Богдан потупил взгляд и тихо проговорил:

— Мы не на одного медведя идем, их много. Отряд, за которым вы пойдете, еще не самый большой медведь.

— Какой бы он ни был, но ты не должен нас покидать.

— Я хочу повоевать…

— А мы с белыми потягаться на лыжах идем?! — рассердился Калпе.

— Нет, но…

— В снежки с полковником будем играть, — сказал Дяпа.

— Ты один будешь, тебя могут убить, — высказал Токто затаенную тревогу за жизнь Богдана.

— Я не один, в Николаевск много нанай идут.

— Но ты будешь без нас, — сказал Пиапон.

— Оставайся, — сказал с грустью Токто. — Я тебя, как сына, люблю…
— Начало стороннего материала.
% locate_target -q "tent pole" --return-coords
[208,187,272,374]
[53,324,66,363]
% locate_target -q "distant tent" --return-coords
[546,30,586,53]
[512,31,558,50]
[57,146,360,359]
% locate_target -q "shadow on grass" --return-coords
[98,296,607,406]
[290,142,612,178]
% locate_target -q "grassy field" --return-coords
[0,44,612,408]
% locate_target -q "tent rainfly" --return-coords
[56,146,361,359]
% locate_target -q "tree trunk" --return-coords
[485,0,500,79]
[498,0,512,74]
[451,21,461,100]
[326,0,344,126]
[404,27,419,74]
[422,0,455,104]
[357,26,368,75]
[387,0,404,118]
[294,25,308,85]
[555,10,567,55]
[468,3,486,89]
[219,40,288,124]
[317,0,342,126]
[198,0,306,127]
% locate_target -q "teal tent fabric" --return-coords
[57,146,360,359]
Богдан сидел с опущенной головой. Пиапон видел его торпоан,[75]Торпоан — белое пятно на макушке, откуда во все стороны расходятся волосы. он находился не как у всех на макушке, а правее и ниже к затылку. Пиапон в детстве много раз ворошил волосы отца и всегда удивлялся такому необычному расположению торпоана и, только став взрослым, узнал, что люди с таким торпоаном всегда бывают волевые и упрямые, правда, никто не мог сказать, чего при этом больше — упрямства или воли.

— Ты же знаешь, ты сейчас у всех у нас сердце ногтями царапаешь, — воскликнул Калпе. — А больше всех у деда.
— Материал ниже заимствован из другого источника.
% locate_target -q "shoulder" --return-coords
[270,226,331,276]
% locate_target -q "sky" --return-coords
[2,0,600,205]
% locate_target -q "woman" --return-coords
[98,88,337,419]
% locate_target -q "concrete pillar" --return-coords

— Вы можете с нами в Николаевск идти, — наконец выдавил из себя Богдан.

— Ты взрослый человек, все понимаешь, — сказал Токто. — Когда одна собака в упряжке потянет в другую сторону, разве она может перетянуть всех остальных?
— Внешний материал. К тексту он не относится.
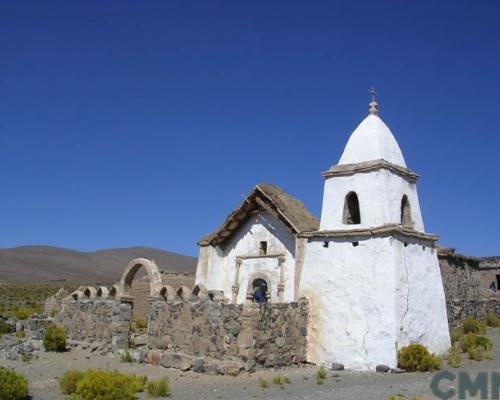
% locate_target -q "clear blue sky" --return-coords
[0,0,500,255]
«Нет, нам его не отговорить», — подумал Пиапон и отошел в сторону, где Глотов беседовал с другими партизанами.

— Павел, ты отговори Богдана, может, он послушается тебя, — попросил он.

Павел Григорьевич подумал и ответил:

— Ты знаешь, он встретился с другом своим Кирбой, а Кирба совершил геройские поступки. Теперь ты понимаешь? Наш авторитет пошатнулся. Мы идем за небольшим отрядом полковника, а они идут на армию, где генералы, где японцы. Им куда интереснее, кроме всего этого, посмотреть на большие села, на город Николаевск. А еще ко всему этому у них боевая дружба и молодость.

Ночь переспали рядом, как спали всю дорогу. Пиапон чувствовал себя глубоко обиженным. Утром Калпе с Дяпой, не попрощавшись с Богданом, вышли надевать лыжи. Пиапон долго завязывал мешок, а Токто, как никогда раньше, раскуривал трубку. Опять молчали. Первым не выдержал Пиапон. Он подошел к племяннику, обнял и поцеловал в обе щеки. Говорить он не мог, чувствовал, если скажет слово, то голос выдаст его. Богдан всхлипнул и прошептал:

«Дедушка, ты же знаешь, я не могу по-другому. Мы встретимся, обязательно встретимся». Пиапон прижал его еще крепче к груди и вышел. Вслед за ним вышел Токто, что-то бормоча, Пиапон разобрал только одно слово: «Неблагодарный».

Пиапона грызла обида, она глубоко где-то внутри его тела мышью засела в уютном гнезде. Он обижался на племянника и в то же время оправдывал его.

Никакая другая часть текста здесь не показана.